Thank you for this. The bullet points are helpful.

I've been doing a bit of reading since yesterday. Just tried an online sound bath. I know there's something going in as I have tears in my eyes.

There are quite a few practitioners around here in the areas mentioned.

This has been a hugely helpful thread. 🙏🏻

OP posts:
Bloopy2 · 06/10/2024 10:41

I don't have ME or CFS but have various chronic issues that I think are caused by stress and anxiety, including functional neurological syndrome which is where you get neurological symptoms (pins and needles in my legs and feet) but they can't find a cause.
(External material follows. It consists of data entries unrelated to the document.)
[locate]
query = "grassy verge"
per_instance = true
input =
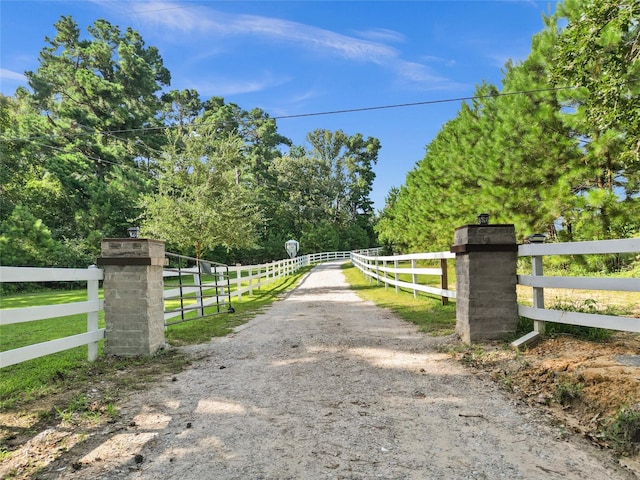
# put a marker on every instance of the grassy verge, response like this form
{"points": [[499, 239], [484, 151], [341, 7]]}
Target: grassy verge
{"points": [[426, 311]]}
One of the issues I'm finding at the .moment is that I'm acutely aware that the stress and anxiety I'm feeling is causing physical issues in my body. But that puts me into a vicious cycle as then I worry and stress that I'm making myself ill and I'm going to develop something even worse if I can't "get better" so that just piles on the pressure to fix myself and makes me fear the feelings of stress and anxiety even more. I don't know what the solution is.

Really struggling today so thinking of going for a 10 mile walk as sometimes the only thing that helps my mind is being physically exhausted. Not sure if that's a healthy behaviour or not!